The SEC also barred Chardan’s anti-money laundering officer Jerard Basmagy from the industry for at least three years and fined him $15,000.
The broker-dealer and clearing firms accepted the penalties without admitting or denying the regulators’ findings.
Chardan was accused of onboarding seven new customers beginning in late 2013 who routinely deposited and then promptly sold billions of shares of thinly-traded penny stocks, often in concurrence with promotions of the stock offerings, according to the SEC complaints. Further reflecting patterns that should have raised suspicions, the customers obtained their shares by converting debt of the microcap issuers and selling them “delivery versus payment/received versus payment” accounts at Chardan.

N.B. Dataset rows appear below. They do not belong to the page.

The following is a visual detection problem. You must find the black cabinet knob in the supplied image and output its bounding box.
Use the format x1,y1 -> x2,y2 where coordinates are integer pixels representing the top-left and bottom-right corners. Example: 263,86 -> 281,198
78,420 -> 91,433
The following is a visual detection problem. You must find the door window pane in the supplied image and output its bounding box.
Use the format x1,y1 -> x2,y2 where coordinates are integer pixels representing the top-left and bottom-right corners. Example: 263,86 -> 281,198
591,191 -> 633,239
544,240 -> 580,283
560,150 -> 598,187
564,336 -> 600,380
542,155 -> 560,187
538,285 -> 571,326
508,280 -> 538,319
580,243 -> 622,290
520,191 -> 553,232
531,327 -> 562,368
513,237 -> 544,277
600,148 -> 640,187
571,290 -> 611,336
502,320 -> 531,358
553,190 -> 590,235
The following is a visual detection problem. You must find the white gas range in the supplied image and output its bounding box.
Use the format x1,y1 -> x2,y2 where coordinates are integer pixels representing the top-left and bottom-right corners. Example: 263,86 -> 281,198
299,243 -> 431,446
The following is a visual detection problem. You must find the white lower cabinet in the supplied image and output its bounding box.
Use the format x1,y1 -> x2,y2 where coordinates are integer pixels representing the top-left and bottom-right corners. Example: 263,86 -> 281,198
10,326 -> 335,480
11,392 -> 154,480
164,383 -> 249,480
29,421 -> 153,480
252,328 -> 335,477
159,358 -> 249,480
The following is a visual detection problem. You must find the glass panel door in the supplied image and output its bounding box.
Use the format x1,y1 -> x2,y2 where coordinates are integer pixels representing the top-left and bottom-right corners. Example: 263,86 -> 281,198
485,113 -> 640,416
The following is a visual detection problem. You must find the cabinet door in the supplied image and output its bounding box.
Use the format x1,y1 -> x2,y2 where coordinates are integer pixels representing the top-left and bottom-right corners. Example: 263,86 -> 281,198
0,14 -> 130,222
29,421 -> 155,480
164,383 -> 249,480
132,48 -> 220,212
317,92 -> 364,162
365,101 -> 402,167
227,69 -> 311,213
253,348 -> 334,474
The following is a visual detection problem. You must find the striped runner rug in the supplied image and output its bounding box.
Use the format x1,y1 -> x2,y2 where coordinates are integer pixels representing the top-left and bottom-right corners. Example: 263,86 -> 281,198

“The customers engaged in sales that regularly accounted for a substantial percentage of the daily volume in these thinly-traded penny stocks until the customer’s entire position was sold,” the SEC wrote.
Chardan agreed to pay the SEC a $1 million penalty, ICBCFS to pay $860,000, and Basmagy to pay $15,000. Finra separately announced on Wednesday its $5.3 million penalty against the bank-owned clearing firm along with a requirement that it retain an independent compliance consultant.